Since the Soviet launching of Sputnik in 1957, and the resulting concern over our country’s technological ability, both public and educational critics alleged that we were not doing enough educationally for its most capable students, many of whom were performing at mediocre levels in school. Social, political, and educational attention began to be focused on the gifted underachiever-the student of superior ability who performed academically much more poorly than was expected (McCall et al., 1992). Shaw and McCuen (1960) provided educators with an early definition, stating that “the underachiever with superior ability is one whose performance as judged either by grades or achievement test scores, is significantly below his high measured or demonstrated aptitudes or potential for academic achievement” (p. 15).
The label “gifted underachiever” implies that it is important to recognize a learner’s level of potential. A belief in this need provides a rationale for considering that appropriate academic performance constitutes fulfillment of potential. Although there appears to be no agreement on a definition of gifted underachievement, most researchers would agree that a general description involves a discrepancy between intellectual potential and academic performance.
Even more difficult than assessing a learner’s potential is the task of evaluating at what level of academic performance students should be identified as underachieving. Simply performing below average for the current grade level appeared to be the most commonly applied standard (Finney & Van Dalsem, 1969; Fitzpatrick, 1978; Morrow & Wilson, 1961; Perkins, 1976). Rather than targeting a particular school year, some researchers regard gifted underachievers as students who evidence a long standing, and therefore chronic, pattern of academic underachievement (Lukasic, Gorski, Lea, & Culross, 1992).
It is commonly reported that underachievement begins during the late elementary grades, certainly by middle or high school, and that it begins earlier for males than for females (McCall et al., 1992; Shaw & McCuen, 1960). The problem of underachievement may not really begin in adolescence; rather, it may simply become more visible in middle or secondary schools. For example, homework increases during these years, and students who refuse to complete homework or do so with little care or effort are easily identified. Some gifted students may achieve easily and without effort through the early years in school, but falter when they meet the challenge of strenuous effort, real production, or increased homework, and are labeled underachievers. The identification of smart students who underachieve raises an important question regarding the stability of underachievement and the resulting problem in defining it.

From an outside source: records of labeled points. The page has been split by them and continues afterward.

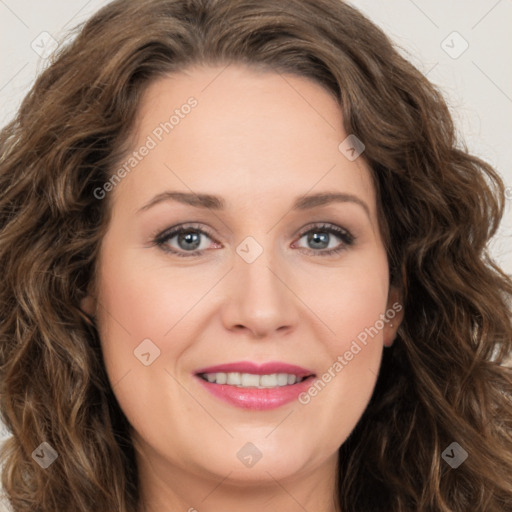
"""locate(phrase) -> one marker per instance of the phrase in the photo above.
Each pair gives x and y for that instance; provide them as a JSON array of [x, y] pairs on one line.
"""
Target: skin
[[259, 140]]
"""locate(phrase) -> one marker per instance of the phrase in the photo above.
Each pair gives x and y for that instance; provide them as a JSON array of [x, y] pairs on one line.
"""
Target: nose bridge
[[260, 299]]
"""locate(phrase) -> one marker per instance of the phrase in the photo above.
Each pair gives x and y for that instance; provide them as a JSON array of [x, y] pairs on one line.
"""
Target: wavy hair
[[444, 379]]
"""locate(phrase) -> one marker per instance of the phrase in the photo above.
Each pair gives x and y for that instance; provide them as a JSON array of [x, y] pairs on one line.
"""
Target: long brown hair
[[441, 382]]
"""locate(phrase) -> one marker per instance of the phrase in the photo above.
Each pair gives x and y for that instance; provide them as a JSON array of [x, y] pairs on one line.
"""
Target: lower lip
[[255, 398]]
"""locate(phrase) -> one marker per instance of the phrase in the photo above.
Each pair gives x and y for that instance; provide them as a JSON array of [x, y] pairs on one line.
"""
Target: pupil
[[187, 238], [315, 238]]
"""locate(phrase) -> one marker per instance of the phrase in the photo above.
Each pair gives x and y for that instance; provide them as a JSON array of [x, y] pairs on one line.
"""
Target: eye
[[188, 240], [320, 236]]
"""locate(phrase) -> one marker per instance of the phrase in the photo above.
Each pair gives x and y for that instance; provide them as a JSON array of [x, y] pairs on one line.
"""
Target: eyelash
[[161, 239]]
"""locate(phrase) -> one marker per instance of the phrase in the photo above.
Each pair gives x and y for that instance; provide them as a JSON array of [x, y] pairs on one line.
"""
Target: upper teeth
[[246, 380]]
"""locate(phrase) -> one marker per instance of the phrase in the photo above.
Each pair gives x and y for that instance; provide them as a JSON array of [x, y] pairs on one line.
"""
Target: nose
[[260, 298]]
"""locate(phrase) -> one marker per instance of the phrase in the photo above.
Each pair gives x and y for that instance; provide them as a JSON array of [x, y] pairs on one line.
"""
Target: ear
[[395, 315], [88, 304]]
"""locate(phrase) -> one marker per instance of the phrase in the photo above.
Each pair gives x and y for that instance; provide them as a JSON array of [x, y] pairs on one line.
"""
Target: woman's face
[[251, 284]]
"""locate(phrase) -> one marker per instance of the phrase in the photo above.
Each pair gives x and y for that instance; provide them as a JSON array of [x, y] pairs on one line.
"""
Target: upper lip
[[257, 369]]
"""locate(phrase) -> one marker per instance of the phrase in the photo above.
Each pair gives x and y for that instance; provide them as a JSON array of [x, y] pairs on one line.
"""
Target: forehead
[[244, 134]]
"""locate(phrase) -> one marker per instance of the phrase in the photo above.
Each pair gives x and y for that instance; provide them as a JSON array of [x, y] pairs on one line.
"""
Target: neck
[[166, 488]]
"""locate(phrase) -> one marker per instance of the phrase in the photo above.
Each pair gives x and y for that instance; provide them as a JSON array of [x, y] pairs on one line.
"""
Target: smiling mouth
[[251, 380]]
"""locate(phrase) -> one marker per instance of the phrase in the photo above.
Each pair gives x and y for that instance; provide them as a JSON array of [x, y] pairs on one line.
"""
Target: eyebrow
[[212, 202]]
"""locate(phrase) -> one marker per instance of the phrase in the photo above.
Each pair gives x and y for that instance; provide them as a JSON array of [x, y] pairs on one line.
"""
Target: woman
[[332, 340]]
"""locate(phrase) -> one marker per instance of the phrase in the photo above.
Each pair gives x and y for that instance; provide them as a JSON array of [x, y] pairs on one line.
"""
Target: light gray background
[[477, 83]]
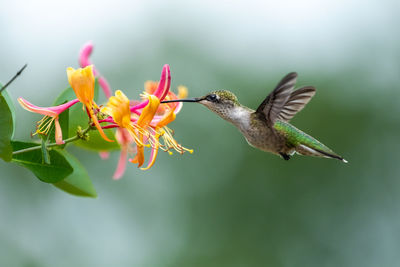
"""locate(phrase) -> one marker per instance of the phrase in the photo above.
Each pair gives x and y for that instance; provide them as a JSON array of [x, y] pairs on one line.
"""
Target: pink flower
[[50, 114]]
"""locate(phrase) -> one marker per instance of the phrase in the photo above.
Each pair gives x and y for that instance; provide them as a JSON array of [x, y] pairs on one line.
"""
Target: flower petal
[[58, 133], [148, 111], [153, 153], [119, 172], [97, 124], [47, 111], [164, 84]]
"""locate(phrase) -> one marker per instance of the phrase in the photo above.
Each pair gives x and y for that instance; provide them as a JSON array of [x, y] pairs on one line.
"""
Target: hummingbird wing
[[297, 101], [273, 104], [283, 103]]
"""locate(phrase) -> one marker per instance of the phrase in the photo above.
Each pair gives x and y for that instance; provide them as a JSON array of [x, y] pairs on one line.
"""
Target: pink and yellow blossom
[[50, 114], [82, 82]]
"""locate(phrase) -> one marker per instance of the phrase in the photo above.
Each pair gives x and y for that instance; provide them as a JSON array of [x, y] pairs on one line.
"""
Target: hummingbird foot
[[284, 156]]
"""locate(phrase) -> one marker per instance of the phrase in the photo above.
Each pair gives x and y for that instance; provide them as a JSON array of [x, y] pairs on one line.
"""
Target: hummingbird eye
[[212, 97]]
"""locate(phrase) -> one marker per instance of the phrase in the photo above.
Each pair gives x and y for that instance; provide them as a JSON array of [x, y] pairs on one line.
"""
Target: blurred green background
[[228, 204]]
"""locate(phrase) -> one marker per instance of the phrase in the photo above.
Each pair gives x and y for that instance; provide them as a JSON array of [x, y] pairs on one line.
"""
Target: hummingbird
[[267, 128]]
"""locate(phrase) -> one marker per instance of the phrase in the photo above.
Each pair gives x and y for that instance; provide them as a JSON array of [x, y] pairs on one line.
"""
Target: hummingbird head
[[222, 102]]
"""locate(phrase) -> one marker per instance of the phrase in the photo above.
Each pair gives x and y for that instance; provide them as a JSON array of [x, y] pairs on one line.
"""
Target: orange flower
[[82, 82]]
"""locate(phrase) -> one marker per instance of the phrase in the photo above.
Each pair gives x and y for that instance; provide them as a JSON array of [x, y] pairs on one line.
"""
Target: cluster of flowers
[[138, 124]]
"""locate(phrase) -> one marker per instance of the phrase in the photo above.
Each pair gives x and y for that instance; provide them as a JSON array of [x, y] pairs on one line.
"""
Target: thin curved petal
[[148, 111], [164, 84], [58, 133], [119, 172]]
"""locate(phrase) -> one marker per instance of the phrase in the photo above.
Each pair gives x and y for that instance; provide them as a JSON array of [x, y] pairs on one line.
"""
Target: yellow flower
[[143, 127], [82, 82]]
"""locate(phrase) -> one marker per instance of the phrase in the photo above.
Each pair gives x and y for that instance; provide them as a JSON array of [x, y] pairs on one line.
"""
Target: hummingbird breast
[[257, 132]]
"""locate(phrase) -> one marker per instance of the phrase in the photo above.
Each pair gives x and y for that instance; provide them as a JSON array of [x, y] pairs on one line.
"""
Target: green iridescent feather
[[297, 137]]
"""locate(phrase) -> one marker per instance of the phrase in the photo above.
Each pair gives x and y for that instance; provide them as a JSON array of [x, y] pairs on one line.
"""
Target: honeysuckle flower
[[140, 121], [51, 115], [82, 82], [84, 61], [126, 143]]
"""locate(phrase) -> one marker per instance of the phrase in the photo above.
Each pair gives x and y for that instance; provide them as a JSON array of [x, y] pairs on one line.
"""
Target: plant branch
[[66, 141]]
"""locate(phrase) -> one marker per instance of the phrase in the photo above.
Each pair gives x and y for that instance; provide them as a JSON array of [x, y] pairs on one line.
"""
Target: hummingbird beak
[[196, 99]]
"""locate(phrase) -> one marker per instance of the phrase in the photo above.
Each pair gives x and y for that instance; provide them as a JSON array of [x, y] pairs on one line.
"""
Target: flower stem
[[66, 141]]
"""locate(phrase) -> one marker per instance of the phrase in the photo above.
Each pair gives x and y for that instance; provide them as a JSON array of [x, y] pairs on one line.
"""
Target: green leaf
[[32, 160], [7, 116], [79, 117], [78, 183]]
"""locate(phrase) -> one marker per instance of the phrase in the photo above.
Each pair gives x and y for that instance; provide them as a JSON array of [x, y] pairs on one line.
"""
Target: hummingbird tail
[[308, 151]]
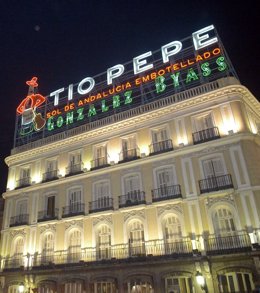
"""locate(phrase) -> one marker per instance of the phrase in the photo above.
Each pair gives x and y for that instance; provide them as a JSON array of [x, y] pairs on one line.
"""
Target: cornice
[[219, 95]]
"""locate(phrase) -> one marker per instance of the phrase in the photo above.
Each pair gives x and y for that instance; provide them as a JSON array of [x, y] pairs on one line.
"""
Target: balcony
[[132, 198], [48, 215], [102, 204], [74, 169], [205, 135], [166, 192], [238, 242], [50, 175], [73, 210], [161, 147], [98, 163], [19, 220], [216, 183], [23, 182], [129, 155]]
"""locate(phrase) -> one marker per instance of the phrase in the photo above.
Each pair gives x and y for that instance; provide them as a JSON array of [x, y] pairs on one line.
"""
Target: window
[[203, 122], [129, 148], [213, 167], [75, 201], [178, 284], [47, 248], [165, 177], [25, 178], [235, 282], [50, 209], [173, 235], [136, 238], [74, 253], [223, 222], [18, 252], [131, 184], [103, 242], [75, 287], [159, 135]]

Causes and Contributors to Underachievement
Underachievement results in behaviors that would cause a capable learner to mask his/her ability? No definitive answers exist to this perplexing question, but theories discuss a variety of possible causes: biology, environment, self pressure, school pressure, peer pressure, parental pressure, boredom with school, and inappropriate teaching methods (Lukasic, et al., 1992).
Many researchers believe that school environments may cause bright students to lose their interest and drive. Some teachers may be too easily satisfied with good work, and their low expectations and unchallenging curriculum may have a negative impact on the academic achievement of bright youngsters (Pirozzo, 1982). In educational settings in which conformity is valued, classroom teachers may reward rote learning rather than critical or creative thinking and problem solving.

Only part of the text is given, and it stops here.